Watching the classic controversial movie, Natural Born Killers, I was struck by the guilty feeling one gets from liking the cold-hearted murderers, Mickey and Mallory. Woody Harrelson plays Mickey for laughs – the film was intended as a satire, on media fixation with pointless violence – but he is just too damn manly and rugged; the viewer cannot simply write off his performance as a comic turn, he is an attractive anti-hero.
Meanwhile Juliette Lewis plays Juliette Lewis very well indeed, meaning the beguiling beauty that can famously do ugly, yet somehow never stops being sexy. Oh to be ugly-sexy, we would all love to manage that, and the first part is so easy…
Consequently, there is no denying the misgivings critics had about this movie. There are scenes where the viewer is onside with a pair of adorable psychopaths – who are killing for kicks. It’s just their visceral way, a testament to their love for each other, everyone needs a hobby…

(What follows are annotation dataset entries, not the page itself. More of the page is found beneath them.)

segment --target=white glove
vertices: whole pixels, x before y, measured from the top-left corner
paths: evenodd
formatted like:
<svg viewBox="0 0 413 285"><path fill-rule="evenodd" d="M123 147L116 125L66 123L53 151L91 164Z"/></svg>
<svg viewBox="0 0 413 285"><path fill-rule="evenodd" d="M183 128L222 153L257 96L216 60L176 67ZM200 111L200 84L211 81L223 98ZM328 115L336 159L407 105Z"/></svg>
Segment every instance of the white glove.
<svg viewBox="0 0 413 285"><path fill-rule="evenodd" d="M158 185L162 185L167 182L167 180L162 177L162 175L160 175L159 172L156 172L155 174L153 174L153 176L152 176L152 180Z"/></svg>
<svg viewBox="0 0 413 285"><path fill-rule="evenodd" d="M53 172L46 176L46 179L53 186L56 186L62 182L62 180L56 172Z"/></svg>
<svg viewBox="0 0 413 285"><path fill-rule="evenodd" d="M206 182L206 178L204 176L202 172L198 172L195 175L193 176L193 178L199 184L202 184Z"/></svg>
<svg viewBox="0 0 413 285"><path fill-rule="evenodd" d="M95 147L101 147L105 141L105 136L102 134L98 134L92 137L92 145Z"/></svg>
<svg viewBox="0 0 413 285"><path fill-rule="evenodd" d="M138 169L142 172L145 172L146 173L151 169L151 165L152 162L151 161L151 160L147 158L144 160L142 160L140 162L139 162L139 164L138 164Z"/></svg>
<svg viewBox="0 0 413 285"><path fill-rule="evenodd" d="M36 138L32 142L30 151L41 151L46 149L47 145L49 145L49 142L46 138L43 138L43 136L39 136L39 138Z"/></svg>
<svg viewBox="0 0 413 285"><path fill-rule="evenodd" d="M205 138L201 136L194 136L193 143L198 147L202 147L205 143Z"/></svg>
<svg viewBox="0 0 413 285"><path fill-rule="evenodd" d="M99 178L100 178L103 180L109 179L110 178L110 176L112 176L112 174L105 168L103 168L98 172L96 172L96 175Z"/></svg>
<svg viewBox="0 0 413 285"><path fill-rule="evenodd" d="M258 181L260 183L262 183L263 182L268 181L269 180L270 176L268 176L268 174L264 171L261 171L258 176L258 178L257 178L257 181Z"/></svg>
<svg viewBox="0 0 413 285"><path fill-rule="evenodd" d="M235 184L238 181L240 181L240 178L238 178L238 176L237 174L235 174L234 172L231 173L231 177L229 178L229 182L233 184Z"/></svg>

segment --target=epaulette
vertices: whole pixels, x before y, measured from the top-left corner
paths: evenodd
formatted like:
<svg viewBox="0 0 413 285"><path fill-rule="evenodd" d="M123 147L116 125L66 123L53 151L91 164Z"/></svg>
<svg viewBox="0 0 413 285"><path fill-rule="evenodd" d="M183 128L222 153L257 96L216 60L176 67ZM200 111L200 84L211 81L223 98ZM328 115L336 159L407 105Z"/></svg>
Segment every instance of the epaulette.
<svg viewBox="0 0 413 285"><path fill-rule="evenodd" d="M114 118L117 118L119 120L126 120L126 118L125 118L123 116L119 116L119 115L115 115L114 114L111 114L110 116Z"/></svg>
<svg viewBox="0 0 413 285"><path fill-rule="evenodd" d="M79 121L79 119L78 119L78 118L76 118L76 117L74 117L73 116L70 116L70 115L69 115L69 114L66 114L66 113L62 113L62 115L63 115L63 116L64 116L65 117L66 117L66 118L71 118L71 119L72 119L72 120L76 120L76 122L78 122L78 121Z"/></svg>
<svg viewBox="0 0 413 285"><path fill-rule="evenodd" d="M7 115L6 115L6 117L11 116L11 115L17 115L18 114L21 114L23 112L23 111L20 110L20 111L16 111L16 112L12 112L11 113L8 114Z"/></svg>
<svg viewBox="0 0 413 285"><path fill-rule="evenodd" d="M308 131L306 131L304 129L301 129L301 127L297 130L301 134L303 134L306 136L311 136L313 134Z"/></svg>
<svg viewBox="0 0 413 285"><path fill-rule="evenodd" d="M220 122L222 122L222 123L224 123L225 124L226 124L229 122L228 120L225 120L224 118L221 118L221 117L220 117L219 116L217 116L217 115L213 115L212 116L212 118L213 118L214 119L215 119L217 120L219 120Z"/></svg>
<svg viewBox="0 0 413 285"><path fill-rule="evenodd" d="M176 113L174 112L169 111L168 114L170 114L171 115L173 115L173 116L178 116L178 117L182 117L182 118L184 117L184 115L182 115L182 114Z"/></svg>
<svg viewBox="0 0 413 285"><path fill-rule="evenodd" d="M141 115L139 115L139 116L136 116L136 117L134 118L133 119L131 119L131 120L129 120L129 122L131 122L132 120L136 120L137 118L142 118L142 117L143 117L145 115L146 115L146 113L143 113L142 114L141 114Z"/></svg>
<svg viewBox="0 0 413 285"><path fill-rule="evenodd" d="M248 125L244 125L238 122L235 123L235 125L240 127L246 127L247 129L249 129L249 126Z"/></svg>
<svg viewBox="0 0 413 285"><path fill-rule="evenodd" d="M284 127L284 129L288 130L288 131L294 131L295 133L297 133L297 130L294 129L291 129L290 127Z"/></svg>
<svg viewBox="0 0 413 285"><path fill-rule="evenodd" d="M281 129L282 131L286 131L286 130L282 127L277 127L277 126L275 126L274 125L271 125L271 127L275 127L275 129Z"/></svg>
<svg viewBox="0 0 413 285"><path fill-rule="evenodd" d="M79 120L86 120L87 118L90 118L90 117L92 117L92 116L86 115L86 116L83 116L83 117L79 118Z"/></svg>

It works purely because Mickey and Mallory are in love. If they would just stop killing (mostly) innocent people and have another narrative, then we could happily relax into the mood of their wondrous feelings. As it stands, the film is uneasy. A rotten cop, a tabloid scumbag and a few other nasty victims help muddy the feelings.
It wouldn’t have worked if Mickey and Mallory’s way of sticking two fingers up to the world was shoplifting. And nobody would have crossed the road to watch Natural Born Litterbugs. The ultimate buzz of murder is needed to make the viewer uneasy.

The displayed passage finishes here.